BPJPH Soroti Kesiapan Sektor Hulu Jelang Wajib Halal 2026
Jakarta – Badan Penyelenggara Jaminan Produk Halal (BPJPH) memetakan kesiapan sektor hulu seperti Rumah Potong Hewan (RPH) dan Rumah Potong Unggas (RPU) menjelang tenggat Wajib Halal pada Oktober 2026. Oleh karena itu, pengawasan dan pembinaan disiapkan agar implementasi aturan berjalan maksimal.
Langkah ini mencakup kesiapan industri pengolahan hingga penguatan fasilitas pelaku Usaha Mikro dan Kecil (UMK). BPJPH menegaskan pentingnya pemetaan komprehensif agar seluruh rantai pasok memenuhi regulasi.
“Pengawasan Jaminan Produk Halal kita siapkan untuk memastikan implementasi Wajib Halal berjalan sesuai ketentuan, sekaligus memberikan pembinaan kepada pelaku usaha,” kata Deputi Bidang Pembinaan dan Pengawasan Jaminan Produk Halal BPJPH EA Chuzaemi Abidin, dalam keterangannya di Jakarta, Kamis (10/9/2026). Dilansir dari REPUBLIKA.
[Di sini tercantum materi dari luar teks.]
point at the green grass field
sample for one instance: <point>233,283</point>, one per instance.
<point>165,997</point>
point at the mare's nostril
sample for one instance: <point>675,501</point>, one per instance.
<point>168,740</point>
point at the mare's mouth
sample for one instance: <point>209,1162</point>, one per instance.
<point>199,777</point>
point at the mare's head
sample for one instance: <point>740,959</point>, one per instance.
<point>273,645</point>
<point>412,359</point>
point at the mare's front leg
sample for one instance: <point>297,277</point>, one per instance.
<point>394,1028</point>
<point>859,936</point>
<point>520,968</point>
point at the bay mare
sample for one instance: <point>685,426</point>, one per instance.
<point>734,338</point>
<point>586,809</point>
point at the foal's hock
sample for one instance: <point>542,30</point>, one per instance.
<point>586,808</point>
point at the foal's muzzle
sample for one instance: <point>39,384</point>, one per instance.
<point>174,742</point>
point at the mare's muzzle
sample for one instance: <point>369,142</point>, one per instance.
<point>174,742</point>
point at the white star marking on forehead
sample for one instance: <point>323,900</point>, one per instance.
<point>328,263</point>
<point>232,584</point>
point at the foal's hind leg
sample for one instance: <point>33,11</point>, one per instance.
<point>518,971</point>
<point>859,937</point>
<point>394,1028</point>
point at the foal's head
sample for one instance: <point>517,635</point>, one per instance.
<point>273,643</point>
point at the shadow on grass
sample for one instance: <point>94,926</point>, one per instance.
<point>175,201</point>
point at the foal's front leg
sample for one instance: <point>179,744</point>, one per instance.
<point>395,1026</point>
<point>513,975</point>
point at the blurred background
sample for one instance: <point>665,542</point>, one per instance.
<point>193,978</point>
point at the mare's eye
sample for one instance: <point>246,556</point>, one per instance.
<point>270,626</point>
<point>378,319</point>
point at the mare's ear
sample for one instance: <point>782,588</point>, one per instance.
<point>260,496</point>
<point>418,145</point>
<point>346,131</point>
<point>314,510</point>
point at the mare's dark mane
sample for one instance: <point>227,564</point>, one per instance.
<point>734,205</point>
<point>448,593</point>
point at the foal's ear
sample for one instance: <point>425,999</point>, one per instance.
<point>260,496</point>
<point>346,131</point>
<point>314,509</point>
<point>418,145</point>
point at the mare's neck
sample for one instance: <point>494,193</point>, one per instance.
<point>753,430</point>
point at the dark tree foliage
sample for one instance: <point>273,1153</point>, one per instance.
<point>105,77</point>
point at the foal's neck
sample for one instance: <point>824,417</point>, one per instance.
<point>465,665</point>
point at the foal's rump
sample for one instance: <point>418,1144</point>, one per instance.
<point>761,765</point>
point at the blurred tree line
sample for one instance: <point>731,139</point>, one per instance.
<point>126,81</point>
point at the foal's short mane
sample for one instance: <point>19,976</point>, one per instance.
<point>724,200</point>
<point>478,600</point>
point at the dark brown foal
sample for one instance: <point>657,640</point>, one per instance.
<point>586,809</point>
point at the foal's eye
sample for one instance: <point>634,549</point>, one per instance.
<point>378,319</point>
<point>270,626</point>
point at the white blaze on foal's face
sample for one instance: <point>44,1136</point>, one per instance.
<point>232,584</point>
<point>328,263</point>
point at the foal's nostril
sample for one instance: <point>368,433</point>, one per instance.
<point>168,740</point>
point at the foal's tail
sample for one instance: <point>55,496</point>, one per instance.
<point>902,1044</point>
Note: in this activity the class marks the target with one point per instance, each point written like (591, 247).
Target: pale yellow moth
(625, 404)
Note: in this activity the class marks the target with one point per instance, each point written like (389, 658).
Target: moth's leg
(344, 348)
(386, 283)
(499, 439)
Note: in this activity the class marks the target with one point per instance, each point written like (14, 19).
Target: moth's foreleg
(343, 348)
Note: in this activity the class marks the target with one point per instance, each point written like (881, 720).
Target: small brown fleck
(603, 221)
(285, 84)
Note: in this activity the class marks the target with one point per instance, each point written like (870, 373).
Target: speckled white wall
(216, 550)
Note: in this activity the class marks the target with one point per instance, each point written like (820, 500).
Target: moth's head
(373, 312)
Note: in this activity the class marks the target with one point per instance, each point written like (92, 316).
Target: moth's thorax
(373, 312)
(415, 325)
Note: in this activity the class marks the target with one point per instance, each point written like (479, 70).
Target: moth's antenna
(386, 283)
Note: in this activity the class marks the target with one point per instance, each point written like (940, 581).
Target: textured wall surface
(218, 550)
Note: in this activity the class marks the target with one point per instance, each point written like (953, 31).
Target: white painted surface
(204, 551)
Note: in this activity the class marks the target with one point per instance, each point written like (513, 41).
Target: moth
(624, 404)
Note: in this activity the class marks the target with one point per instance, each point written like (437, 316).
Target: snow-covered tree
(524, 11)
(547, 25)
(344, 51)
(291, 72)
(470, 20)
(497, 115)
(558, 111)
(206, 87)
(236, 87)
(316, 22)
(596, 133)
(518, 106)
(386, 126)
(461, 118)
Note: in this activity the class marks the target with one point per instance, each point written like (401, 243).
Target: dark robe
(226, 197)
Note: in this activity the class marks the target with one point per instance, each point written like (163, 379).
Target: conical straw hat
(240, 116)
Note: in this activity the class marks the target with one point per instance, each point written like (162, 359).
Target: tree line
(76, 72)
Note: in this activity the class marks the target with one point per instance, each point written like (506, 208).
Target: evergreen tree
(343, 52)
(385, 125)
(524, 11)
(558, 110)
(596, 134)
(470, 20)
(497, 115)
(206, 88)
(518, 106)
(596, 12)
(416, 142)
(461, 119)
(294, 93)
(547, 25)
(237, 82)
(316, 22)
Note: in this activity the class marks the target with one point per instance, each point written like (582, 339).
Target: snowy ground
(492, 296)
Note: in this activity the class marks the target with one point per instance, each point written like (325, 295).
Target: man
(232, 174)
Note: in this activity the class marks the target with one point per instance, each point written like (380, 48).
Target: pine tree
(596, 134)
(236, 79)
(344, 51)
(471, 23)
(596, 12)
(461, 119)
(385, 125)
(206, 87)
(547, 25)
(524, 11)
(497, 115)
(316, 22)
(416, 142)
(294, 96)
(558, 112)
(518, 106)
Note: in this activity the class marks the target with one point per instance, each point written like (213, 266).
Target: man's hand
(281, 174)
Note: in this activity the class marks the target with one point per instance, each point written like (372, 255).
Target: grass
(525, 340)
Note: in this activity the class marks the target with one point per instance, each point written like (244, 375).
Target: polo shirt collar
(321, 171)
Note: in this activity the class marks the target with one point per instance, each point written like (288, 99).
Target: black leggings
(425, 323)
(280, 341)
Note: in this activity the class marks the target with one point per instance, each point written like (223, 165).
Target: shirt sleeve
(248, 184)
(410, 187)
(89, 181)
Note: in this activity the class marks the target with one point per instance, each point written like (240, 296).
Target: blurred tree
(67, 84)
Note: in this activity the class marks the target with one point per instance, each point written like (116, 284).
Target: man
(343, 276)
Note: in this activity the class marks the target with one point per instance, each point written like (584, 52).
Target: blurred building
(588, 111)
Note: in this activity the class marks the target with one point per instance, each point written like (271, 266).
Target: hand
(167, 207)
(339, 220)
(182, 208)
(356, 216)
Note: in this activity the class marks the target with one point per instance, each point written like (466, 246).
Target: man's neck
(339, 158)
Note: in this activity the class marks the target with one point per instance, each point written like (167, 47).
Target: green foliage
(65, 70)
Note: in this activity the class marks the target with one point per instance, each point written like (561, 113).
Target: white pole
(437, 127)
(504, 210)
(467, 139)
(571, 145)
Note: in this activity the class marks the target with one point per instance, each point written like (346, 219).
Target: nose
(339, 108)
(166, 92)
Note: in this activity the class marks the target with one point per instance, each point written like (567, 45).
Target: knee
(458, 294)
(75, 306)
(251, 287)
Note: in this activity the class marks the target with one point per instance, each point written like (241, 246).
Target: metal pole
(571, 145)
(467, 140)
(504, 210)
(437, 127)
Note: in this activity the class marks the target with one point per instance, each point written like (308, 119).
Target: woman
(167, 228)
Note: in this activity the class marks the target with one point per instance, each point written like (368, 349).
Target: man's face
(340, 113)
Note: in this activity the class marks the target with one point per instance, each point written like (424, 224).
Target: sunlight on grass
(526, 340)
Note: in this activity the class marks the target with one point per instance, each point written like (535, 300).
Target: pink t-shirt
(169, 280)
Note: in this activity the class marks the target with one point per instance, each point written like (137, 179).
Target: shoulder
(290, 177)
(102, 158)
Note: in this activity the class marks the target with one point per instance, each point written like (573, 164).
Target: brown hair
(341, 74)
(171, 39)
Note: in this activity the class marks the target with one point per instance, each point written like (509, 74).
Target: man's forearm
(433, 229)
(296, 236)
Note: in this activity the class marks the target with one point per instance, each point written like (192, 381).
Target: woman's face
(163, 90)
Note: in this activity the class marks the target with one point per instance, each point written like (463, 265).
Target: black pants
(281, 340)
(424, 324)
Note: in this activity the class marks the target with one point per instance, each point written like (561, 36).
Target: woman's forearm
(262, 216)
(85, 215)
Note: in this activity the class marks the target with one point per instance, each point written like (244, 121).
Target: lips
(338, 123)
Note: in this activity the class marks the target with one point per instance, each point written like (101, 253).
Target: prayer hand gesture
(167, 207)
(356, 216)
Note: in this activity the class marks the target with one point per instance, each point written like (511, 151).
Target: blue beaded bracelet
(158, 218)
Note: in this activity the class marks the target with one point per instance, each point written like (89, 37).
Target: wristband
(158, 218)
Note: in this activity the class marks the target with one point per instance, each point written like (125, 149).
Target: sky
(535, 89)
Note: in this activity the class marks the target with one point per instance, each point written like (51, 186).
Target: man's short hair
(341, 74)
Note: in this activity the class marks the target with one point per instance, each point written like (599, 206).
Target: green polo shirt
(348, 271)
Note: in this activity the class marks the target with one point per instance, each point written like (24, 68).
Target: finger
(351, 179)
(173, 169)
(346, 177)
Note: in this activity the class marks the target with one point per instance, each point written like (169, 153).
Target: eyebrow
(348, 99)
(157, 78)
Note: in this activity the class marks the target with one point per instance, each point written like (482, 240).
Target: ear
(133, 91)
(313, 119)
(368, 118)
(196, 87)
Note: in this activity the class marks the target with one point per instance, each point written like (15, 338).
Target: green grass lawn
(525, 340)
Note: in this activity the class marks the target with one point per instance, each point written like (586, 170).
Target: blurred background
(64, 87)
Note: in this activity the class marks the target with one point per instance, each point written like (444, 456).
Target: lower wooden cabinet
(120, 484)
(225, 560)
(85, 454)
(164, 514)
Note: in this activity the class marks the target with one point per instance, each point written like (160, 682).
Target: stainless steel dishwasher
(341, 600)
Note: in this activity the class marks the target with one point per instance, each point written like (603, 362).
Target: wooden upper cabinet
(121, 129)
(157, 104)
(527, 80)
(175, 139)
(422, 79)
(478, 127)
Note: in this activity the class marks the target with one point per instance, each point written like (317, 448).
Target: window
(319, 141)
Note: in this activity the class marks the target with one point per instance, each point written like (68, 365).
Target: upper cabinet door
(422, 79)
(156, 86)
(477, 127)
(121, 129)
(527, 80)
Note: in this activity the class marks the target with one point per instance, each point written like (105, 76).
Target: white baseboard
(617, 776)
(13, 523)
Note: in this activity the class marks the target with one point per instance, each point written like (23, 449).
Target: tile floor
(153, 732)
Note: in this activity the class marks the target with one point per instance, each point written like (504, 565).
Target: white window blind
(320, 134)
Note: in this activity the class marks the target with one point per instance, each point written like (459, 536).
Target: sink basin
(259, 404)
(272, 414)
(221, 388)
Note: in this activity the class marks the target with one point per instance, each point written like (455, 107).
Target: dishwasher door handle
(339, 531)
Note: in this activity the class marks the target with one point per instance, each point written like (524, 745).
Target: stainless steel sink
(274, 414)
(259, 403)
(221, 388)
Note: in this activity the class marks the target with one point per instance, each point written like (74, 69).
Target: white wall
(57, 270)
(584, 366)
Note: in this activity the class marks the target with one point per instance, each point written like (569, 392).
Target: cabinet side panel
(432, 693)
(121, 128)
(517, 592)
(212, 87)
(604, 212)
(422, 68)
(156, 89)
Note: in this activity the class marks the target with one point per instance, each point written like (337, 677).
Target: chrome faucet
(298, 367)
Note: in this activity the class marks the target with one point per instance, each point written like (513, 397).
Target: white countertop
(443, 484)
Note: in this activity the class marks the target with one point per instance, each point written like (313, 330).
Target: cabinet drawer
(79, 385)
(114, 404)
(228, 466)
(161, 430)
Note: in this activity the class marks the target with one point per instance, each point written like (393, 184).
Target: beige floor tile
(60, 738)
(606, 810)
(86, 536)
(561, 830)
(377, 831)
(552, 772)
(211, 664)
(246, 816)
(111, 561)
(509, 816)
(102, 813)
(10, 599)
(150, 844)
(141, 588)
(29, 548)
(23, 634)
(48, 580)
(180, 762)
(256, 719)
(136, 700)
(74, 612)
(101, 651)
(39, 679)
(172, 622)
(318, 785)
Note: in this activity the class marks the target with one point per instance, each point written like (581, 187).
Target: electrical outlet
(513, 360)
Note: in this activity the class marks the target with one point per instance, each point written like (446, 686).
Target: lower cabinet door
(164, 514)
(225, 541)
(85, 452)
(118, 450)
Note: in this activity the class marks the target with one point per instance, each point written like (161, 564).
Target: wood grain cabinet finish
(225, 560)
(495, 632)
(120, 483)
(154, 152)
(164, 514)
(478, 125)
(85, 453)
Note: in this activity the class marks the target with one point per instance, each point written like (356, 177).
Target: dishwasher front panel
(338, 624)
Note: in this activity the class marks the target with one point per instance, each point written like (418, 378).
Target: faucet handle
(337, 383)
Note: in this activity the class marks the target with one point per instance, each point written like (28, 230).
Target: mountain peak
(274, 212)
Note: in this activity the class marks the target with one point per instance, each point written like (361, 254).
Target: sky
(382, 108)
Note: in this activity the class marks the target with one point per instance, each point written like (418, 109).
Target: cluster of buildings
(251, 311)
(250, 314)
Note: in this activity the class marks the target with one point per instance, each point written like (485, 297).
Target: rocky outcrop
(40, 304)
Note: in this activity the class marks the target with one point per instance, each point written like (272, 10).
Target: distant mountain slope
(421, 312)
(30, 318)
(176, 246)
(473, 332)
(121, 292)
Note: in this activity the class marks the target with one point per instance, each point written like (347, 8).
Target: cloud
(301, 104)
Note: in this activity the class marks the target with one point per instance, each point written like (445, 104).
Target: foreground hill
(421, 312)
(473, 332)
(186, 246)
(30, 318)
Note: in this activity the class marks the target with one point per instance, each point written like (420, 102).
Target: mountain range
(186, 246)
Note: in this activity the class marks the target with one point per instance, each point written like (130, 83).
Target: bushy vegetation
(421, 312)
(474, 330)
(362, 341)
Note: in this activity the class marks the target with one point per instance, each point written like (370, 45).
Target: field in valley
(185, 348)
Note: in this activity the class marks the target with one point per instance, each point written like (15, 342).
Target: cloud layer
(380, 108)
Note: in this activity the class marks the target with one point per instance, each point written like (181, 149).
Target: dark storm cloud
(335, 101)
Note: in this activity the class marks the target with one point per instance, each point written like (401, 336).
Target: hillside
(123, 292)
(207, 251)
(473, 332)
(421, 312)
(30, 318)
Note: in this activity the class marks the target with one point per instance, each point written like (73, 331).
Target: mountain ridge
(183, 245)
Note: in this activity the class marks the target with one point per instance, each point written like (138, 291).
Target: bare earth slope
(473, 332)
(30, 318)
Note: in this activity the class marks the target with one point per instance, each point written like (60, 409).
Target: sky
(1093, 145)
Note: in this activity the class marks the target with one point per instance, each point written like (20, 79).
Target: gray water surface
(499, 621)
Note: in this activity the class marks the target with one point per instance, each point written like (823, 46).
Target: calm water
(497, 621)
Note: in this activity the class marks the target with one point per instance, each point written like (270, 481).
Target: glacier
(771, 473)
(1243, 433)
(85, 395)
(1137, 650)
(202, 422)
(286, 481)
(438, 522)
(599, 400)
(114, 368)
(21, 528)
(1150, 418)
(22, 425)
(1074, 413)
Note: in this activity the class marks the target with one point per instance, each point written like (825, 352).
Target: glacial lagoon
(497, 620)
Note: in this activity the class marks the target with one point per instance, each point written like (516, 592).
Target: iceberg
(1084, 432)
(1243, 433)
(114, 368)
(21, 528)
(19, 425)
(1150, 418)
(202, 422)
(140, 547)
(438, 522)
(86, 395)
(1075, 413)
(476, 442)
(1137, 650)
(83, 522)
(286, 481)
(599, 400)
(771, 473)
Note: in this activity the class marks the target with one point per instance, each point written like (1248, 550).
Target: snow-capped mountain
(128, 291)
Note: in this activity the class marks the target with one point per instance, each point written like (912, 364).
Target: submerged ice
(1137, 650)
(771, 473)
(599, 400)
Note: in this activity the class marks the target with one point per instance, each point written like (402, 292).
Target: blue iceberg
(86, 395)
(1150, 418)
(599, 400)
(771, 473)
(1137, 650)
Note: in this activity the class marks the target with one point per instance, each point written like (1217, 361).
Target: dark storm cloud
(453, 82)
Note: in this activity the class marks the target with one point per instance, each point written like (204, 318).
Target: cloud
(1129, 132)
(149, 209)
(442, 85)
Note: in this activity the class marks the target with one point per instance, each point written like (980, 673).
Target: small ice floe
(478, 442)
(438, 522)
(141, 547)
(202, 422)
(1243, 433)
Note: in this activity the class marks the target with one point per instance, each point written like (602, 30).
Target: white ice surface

Sinergi Lintas Lembaga Mitigasi Potensi Hambatan
Selanjutnya, BPJPH mendorong penyelarasan data antar kementerian dan lembaga untuk memetakan wilayah yang membutuhkan percepatan sertifikasi. Konsolidasi ini melibatkan KSP, Kemenko PMK, Kemenko Perekonomian, Kementan, Kemendagri, Kemenperin, Kemendag, hingga KNEKS.
Langkah kolaboratif ini bertujuan agar mitigasi hambatan dapat dilakukan secara presisi. Kebijakan ini diharapkan memberi perlindungan konsumen sekaligus kepastian hukum bagi iklim dunia usaha.
“Sinergi dan kolaborasi lintas kementerian/lembaga menjadi kunci untuk memastikan kebijakan Wajib Halal berjalan efektif,” katanya.
“Sinergi diperlukan untuk menyelaraskan kebijakan, dan memastikan langkah mitigasi dilakukan secara tepat untuk mengantisipasi potensi hambatan, sehingga implementasi Wajib Halal memberikan implikasi positif dalam memberikan kepastian bagi dunia usaha, perlindungan bagi konsumen, sekaligus mendukung pertumbuhan usaha yang berkelanjutan,” ujar Aqil.
Penguatan Ekosistem Sertifikasi Bagi Pelaku UMK
Selain itu, skema sertifikasi halal terus dikembangkan untuk mempermudah aksesibilitas para pelaku usaha mikro dan kecil. Optimalisasi skema ini dilakukan lewat fasilitasi dan dukungan penuh dari pemerintah daerah maupun pusat.
Pemanfaatan data serta integrasi ekosistem halal menjadi fondasi utama dalam menyongsong tenggat waktu Oktober 2026. Pada akhirnya, kesiapan seluruh elemen masyarakat dan industri akan menjamin kelancaran transisi ini.
“Penguatan dilakukan melalui optimalisasi berbagai skema sertifikasi halal seperti fasilitasi pelaku usaha melalui kolaborasi dengan kementerian, lembaga, dan pemerintah daerah, yang didukung penguatan ekosistem, pemanfaatan data, dan sebagainya,” ujarnya.